Lagartijo, al natural, en la plaza de toros de Madrid en 1880. / ARCHIVO
El 1 de agosto se cumplirá el centésimo vigésimo quinto aniversario del fallecimiento de Rafael Molina Sánchez ‘Lagartijo’, el primer califa del toreo. Ya fuera por su ascendencia taurina -su padre Manuel Molina, apodado ‘El Niño de Dios’, fue un modesto banderillero- o por nacer y crecer en el barrio más torero del mundo, el de la Merced, lo cierto es que Lagartijo estaba predestinado a ser torero. Ejemplo de precocidad taurina, con apenas diez años participa como banderillero en una novillada en la que se anuncia como El Chico; ironías del destino, años después el mundo le aclamaría como Lagartijo ‘El Grande’. Su enfermiza afición le lleva a buscar denodadamente cualquier oportunidad para enfrentarse a las reses, hasta el punto de ser públicamente reprendido por el Ayuntamiento de la ciudad, como atestigua el oficio dirigido al responsable del matadero: «Alcaldía constitucional de Córdoba. El mozo Rafael Molina se permite saltar las tapias de los corrales del matadero para lidiar reses bravas destinadas al abasto del público (…) he resuelto prevenir a usted que expulse del establecimiento al referido joven, prohibiéndole la entrada en lo sucesivo y deteniéndolo a disposición de esta alcaldía si vuelve a saltar el edificio, para imponerle la corrección oportuna». Siendo todavía un niño ingresa en la cuadrilla de jóvenes cordobeses ideada por Antonio Luque ‘Camará’, lo que le permite torear como banderillero en numerosos festejos, colocarse en la cuadrilla del malogrado Pepete y, posteriormente, en la de Antonio Carmona ‘El Gordito’, desde la que da el salto a anunciarse como sobresaliente de espada en la plaza de Madrid. Sus innatas cualidades y la admiración que despierta entre el público -que supera a la que generan los espadas del cartel- abocan a una ansiada alternativa que tiene lugar en Úbeda, el 29 de septiembre de 1865, al cederle El Gordito el toro Carabuco, de la Marquesa Viuda de Ontiveros. El 15 de octubre de aquel año confirma en Madrid, junto a Cayetano Sanz y El Gordito, quienes le ceden el toro Barrigón, de la ganadería de Doña Gala Ortiz.

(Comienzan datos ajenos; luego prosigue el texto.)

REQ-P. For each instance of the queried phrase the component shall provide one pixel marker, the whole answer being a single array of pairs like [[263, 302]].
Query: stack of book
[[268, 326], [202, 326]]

Litografía de Lagartijo en la revista ‘La Lidia’ (1883). / ARCHIVO
En la presentación como matador ante sus paisanos, el 26 de mayo de 1866, Lagartijo cuaja una soberbia tarde en la que llega a estoquear cuatro toros seguidos. Apenas alcanzado el grado de matador de toros, Rafael Molina ya cuenta con el favor del público que, por primera vez, ve en su tauromaquia la constante presencia de connotaciones artísticas desconocidas hasta entonces. El valor, del que también hacía gala el diestro cordobés, deja de ser la única virtud plausible del torero y, gracias a Lagartijo, cambia la concepción del toreo imperante hasta la época. Tras ver a Rafael, los aficionados exigen la concurrencia de recursos plásticos en la lucha a muerte con el toro. Lagartijo sienta las bases de la tauromaquia como un arte; el valor temerario ya no ostenta el monopolio de la emoción en las plazas. Largas y recortes revisten una elegancia jamás antes vista, que se ve acrecentada por la donosa apostura que irradia el califa de Córdoba en la plaza. Las hipérboles se desatan al verle; con Lagartijo puede leerse por primera vez en la prensa la manida expresión «sólo por verle hacer el paseíllo merece la pena pagar la entrada».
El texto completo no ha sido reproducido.